= Decree of Diopeithes =

Decree in Ancient Greece (c. 434 BCE)

The Decree of Diopeithes was instituted by the opponents of Pericles in an attempt to discredit Anaxagoras, and, through so doing, to discredit Pericles himself through his association with Anaxagoras. The date is not exact, as sources give different years. Some sources list the arrest and trial of Anaxagoras as early as 437/6 BCE, others at 434 BCE, and still others 432. The charges stemmed from his observations of the heavens and asserting that there were no lunar and solar deities.
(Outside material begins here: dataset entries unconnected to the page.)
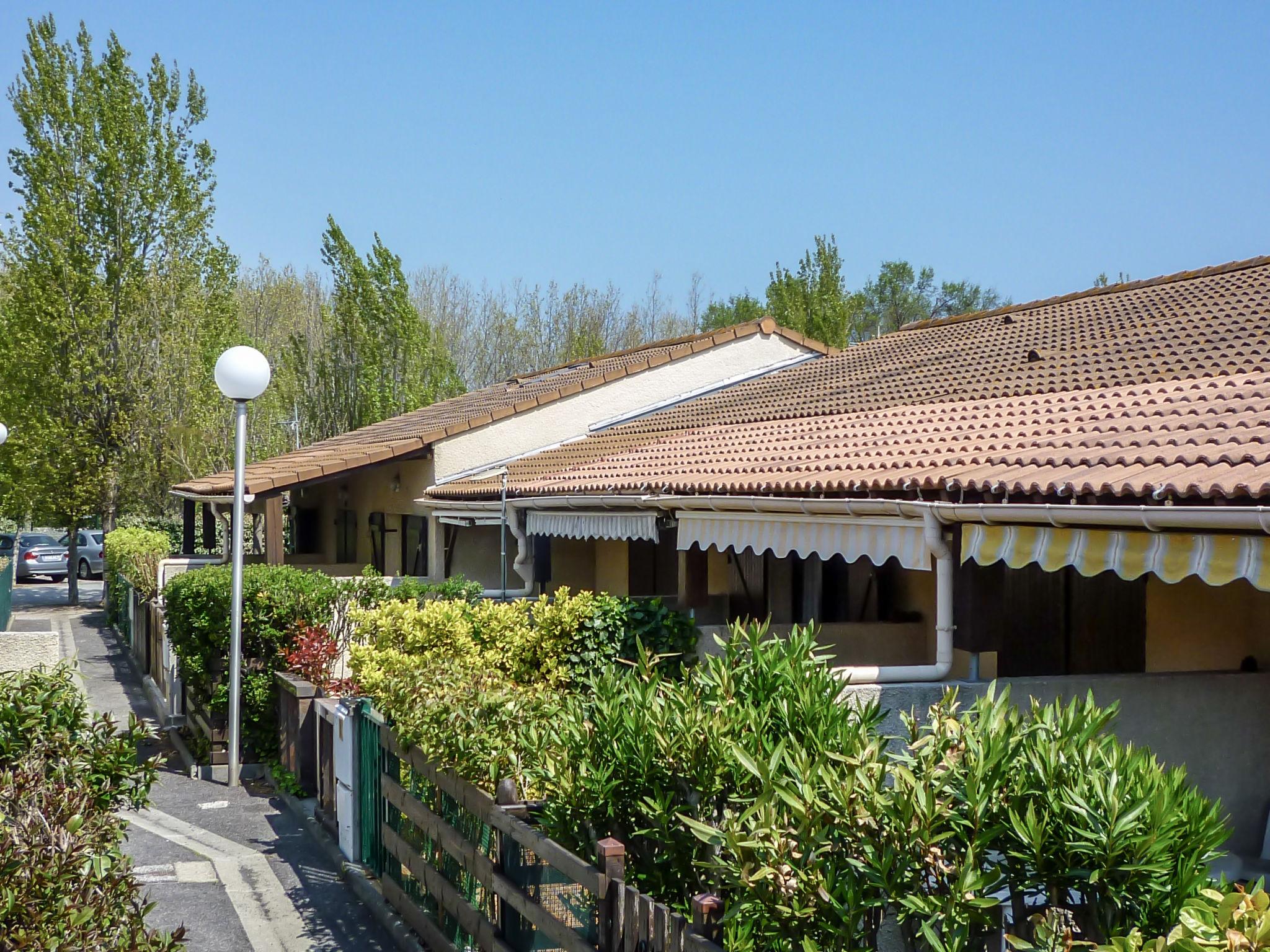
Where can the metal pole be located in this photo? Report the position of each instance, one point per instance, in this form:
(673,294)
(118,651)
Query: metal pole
(502,537)
(235,540)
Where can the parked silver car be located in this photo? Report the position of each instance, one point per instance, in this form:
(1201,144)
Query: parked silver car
(91,552)
(38,553)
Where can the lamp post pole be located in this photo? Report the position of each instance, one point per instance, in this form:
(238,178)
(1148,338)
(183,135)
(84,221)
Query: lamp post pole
(242,375)
(236,589)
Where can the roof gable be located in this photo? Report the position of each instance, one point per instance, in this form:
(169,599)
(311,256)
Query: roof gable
(408,434)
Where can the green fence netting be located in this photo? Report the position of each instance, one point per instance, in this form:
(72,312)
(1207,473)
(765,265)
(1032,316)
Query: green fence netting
(567,901)
(7,569)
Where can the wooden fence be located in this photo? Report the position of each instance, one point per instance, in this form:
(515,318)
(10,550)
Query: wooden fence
(468,873)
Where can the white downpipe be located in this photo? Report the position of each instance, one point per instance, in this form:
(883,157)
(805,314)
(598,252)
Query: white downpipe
(933,532)
(523,562)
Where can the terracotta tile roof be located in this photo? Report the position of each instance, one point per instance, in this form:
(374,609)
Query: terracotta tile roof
(409,433)
(964,403)
(1196,437)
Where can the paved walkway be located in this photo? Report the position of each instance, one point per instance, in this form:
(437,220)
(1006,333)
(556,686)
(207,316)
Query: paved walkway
(233,866)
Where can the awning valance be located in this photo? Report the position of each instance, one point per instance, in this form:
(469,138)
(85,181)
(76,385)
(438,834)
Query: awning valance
(1217,559)
(826,536)
(592,524)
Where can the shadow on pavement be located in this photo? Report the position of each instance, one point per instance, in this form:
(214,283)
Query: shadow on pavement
(335,920)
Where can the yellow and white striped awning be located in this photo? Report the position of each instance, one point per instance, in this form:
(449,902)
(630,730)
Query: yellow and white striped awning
(1217,559)
(826,536)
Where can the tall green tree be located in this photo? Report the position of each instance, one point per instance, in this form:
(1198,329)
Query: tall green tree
(115,200)
(814,300)
(378,356)
(737,309)
(902,294)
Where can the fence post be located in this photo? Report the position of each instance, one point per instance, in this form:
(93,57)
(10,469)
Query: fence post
(613,862)
(706,912)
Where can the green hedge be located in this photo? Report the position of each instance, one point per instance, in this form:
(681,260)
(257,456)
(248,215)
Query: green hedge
(275,599)
(133,553)
(64,777)
(748,775)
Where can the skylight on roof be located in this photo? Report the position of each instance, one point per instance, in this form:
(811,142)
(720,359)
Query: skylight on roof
(549,375)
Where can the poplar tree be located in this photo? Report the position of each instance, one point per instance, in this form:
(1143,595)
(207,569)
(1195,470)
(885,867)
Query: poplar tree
(115,201)
(378,357)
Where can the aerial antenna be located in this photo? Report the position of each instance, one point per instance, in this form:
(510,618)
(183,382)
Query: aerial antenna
(294,423)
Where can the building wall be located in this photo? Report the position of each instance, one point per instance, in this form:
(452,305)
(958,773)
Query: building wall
(1181,718)
(574,564)
(475,557)
(571,416)
(366,491)
(1193,626)
(613,566)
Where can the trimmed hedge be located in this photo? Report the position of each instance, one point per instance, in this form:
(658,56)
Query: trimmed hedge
(276,601)
(133,553)
(64,880)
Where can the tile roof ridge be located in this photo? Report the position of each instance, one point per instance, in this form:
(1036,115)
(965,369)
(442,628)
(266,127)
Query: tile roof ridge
(719,335)
(1094,293)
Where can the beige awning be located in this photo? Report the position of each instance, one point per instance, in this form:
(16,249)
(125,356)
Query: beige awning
(571,524)
(1217,559)
(826,536)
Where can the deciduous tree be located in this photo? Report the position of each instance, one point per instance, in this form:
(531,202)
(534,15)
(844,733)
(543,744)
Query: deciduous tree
(112,227)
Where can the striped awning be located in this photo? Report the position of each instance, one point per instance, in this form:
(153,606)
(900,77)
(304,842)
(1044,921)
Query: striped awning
(826,536)
(1217,559)
(571,524)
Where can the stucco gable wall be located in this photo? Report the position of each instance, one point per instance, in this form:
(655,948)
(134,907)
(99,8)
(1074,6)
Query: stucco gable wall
(571,416)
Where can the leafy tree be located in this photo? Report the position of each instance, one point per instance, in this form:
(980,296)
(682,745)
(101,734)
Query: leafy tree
(815,300)
(902,294)
(115,205)
(1104,281)
(378,356)
(737,309)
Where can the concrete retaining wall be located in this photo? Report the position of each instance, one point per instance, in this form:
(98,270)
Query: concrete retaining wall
(1208,723)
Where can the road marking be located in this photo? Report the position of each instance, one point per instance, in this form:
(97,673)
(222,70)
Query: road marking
(175,873)
(195,873)
(269,917)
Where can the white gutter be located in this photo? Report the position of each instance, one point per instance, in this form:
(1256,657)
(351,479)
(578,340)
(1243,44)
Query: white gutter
(202,498)
(522,564)
(933,532)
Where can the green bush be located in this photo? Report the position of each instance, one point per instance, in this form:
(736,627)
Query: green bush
(134,553)
(64,775)
(747,774)
(655,759)
(276,599)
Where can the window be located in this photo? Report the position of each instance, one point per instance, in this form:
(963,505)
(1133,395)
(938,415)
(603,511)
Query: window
(378,536)
(346,536)
(414,545)
(305,531)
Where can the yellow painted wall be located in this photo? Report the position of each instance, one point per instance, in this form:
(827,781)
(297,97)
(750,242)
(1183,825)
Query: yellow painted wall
(573,564)
(613,566)
(1193,626)
(717,571)
(366,491)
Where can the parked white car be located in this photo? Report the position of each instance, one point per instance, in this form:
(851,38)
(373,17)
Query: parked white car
(91,553)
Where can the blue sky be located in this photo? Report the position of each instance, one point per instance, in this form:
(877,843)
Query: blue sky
(1024,146)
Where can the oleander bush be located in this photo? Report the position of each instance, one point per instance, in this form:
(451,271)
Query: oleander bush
(750,775)
(64,778)
(133,553)
(277,601)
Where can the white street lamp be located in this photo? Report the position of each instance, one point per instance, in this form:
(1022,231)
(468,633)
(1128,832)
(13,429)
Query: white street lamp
(242,374)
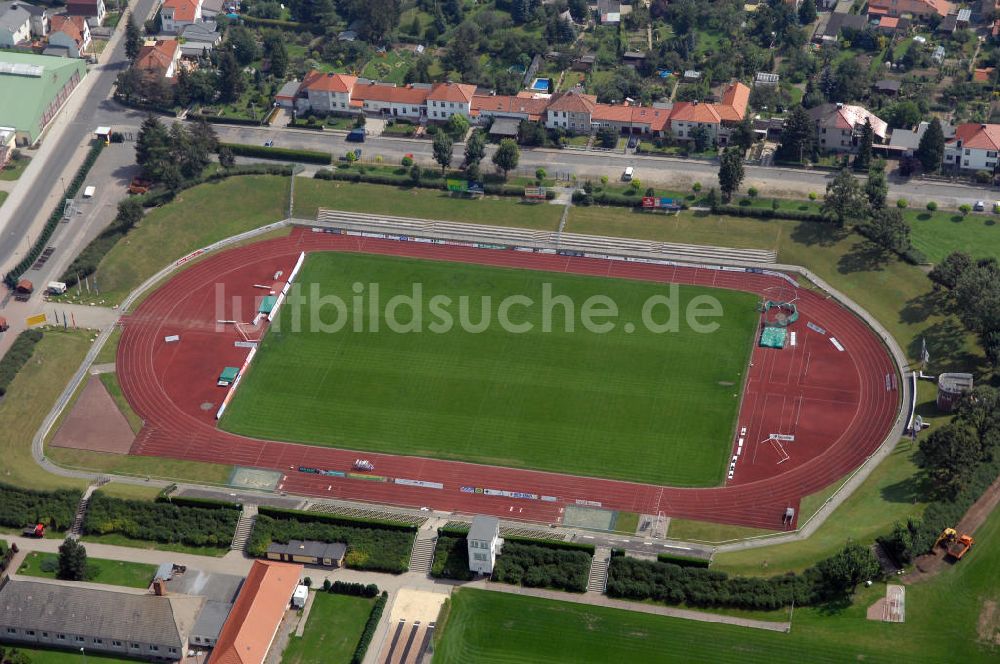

According to the Oxford Classical Dictionary, the only reference to this decree comes from Plutarch's Pericles:

And Diopithes proposed a decree, that public accusations should be laid against persons who neglected religion, or taught new doctrines about things above, directing suspicion, by means of Anaxagoras, against Pericles himself.
— Plutarch, para. 32

A reference to the trial of Anaxagoras was mentioned by Plato in Apology:

That is an extraordinary statement, Meletus. Why do you say that? Do you mean that I do not believe in the godhead of the sun or moon, which is the common creed of all men?

I assure you, judges, that he does not believe in them; for he says that the sun is stone, and the moon earth.

Friend Meletus, you think that you are accusing Anaxagoras; and you have but a bad opinion of the judges, if you fancy them ignorant to such a degree as not to know that those doctrines are found in the books of Anaxagoras the Clazomenian, who is full of them.